Krystyna z Oyrzaków Nowicka była wdową po zmarłym w 1833 r. w Dębem Małym należącym do parafii Okuniew, Karolu Nowicki, którego poślubiła w 1810 r. – ich rocznica ślubu była wspominana tu na blogu w dniu 21 stycznia >>>LINK<<<.

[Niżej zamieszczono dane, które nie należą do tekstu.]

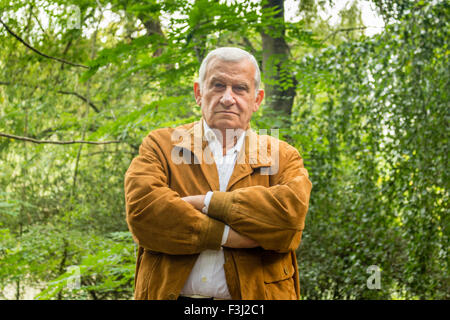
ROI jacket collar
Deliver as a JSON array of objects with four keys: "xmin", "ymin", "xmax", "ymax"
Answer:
[
  {"xmin": 173, "ymin": 117, "xmax": 272, "ymax": 168},
  {"xmin": 173, "ymin": 117, "xmax": 272, "ymax": 191}
]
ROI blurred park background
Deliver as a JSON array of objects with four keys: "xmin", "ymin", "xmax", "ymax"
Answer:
[{"xmin": 0, "ymin": 0, "xmax": 450, "ymax": 299}]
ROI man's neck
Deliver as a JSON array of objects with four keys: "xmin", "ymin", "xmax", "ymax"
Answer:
[{"xmin": 204, "ymin": 121, "xmax": 245, "ymax": 155}]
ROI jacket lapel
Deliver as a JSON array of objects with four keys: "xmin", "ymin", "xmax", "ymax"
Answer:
[
  {"xmin": 226, "ymin": 128, "xmax": 271, "ymax": 191},
  {"xmin": 175, "ymin": 118, "xmax": 272, "ymax": 191},
  {"xmin": 176, "ymin": 118, "xmax": 220, "ymax": 191}
]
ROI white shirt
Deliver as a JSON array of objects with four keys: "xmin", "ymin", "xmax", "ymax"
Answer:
[{"xmin": 180, "ymin": 120, "xmax": 245, "ymax": 299}]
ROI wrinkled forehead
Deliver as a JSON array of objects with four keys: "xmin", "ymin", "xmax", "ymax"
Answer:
[{"xmin": 205, "ymin": 57, "xmax": 256, "ymax": 84}]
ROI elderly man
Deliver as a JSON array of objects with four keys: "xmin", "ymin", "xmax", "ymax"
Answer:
[{"xmin": 125, "ymin": 48, "xmax": 311, "ymax": 300}]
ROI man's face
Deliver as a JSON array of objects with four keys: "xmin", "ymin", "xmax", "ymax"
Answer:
[{"xmin": 194, "ymin": 58, "xmax": 264, "ymax": 131}]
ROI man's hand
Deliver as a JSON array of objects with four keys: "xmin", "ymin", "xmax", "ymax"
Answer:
[
  {"xmin": 181, "ymin": 195, "xmax": 205, "ymax": 211},
  {"xmin": 223, "ymin": 228, "xmax": 259, "ymax": 249}
]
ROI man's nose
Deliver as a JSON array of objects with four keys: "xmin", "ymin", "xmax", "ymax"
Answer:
[{"xmin": 220, "ymin": 88, "xmax": 236, "ymax": 107}]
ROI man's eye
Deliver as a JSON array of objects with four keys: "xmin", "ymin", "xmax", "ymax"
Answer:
[{"xmin": 234, "ymin": 86, "xmax": 247, "ymax": 92}]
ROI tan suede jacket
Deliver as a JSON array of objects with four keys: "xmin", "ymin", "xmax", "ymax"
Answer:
[{"xmin": 125, "ymin": 120, "xmax": 311, "ymax": 300}]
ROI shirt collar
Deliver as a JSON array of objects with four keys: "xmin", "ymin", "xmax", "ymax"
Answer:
[{"xmin": 203, "ymin": 119, "xmax": 246, "ymax": 154}]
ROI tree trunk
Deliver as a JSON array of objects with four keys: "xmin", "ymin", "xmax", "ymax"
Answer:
[{"xmin": 261, "ymin": 0, "xmax": 297, "ymax": 115}]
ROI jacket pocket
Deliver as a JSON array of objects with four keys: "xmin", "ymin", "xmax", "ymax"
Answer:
[
  {"xmin": 262, "ymin": 253, "xmax": 297, "ymax": 300},
  {"xmin": 134, "ymin": 250, "xmax": 161, "ymax": 300}
]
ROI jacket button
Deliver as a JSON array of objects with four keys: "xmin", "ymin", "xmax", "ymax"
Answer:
[
  {"xmin": 167, "ymin": 293, "xmax": 177, "ymax": 300},
  {"xmin": 283, "ymin": 266, "xmax": 287, "ymax": 275}
]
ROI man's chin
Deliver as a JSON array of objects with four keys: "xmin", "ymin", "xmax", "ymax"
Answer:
[{"xmin": 211, "ymin": 119, "xmax": 242, "ymax": 130}]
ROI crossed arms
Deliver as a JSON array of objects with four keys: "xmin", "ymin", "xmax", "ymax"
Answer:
[{"xmin": 125, "ymin": 134, "xmax": 311, "ymax": 254}]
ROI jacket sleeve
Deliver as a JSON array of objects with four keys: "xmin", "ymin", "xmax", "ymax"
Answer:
[
  {"xmin": 208, "ymin": 146, "xmax": 312, "ymax": 252},
  {"xmin": 125, "ymin": 133, "xmax": 225, "ymax": 254}
]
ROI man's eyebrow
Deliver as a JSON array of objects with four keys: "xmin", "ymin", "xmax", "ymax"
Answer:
[
  {"xmin": 210, "ymin": 77, "xmax": 225, "ymax": 82},
  {"xmin": 210, "ymin": 76, "xmax": 249, "ymax": 89}
]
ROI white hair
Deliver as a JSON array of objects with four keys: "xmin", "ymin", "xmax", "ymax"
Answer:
[{"xmin": 198, "ymin": 47, "xmax": 261, "ymax": 94}]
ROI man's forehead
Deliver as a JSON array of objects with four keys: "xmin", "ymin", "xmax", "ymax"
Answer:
[{"xmin": 206, "ymin": 58, "xmax": 255, "ymax": 81}]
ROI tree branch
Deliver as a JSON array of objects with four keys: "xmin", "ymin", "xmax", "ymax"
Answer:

Krystyna po śmierci męża opuściła wieś Dębe Małe i przeniosła się do Janowa, gdzie od listopada 1832 roku mieszkała jej córka Marianna zamężna za Jakubem Szczapikiem. Zapewne do u nich kątem zamieszkała Krystyna i aby mieć z czego żyć najmowała się do pracy u obcych, stąd zapisano w jej akcie zgonu, że była wyrobnicą. Często owdowiałe kobiety, które miały już dorosłe dzieci szły na wyrobek, wszak instytucja babci nie była tak bardzo potrzebna jak dziś, bo matka dzieci pozostawała w domu i zajmowała się obejściem oraz ogniskiem domowym wychowując przy tym swoje potomstwo, czasem poświęcając im za mało czasu. To dziś młode matki wracają do pracy zawodowej, która często jest tak absorbująca, że nie są w stanie zaprowadzić i odebrać swoich pociech ze żłobka czy przedszkola i tu sprawdzają się rewelacyjnie babcie, o ile same jeszcze nie pracują zawodowo. Trzeba pamiętać, że w XIX w. emerytur nie było i aby mieć z czego żyć nawet starzy ludzie musieli pracować, nie zawsze dzieci były w stanie utrzymać swoich starych, spracowanych i nierzadko schorowanych rodziców.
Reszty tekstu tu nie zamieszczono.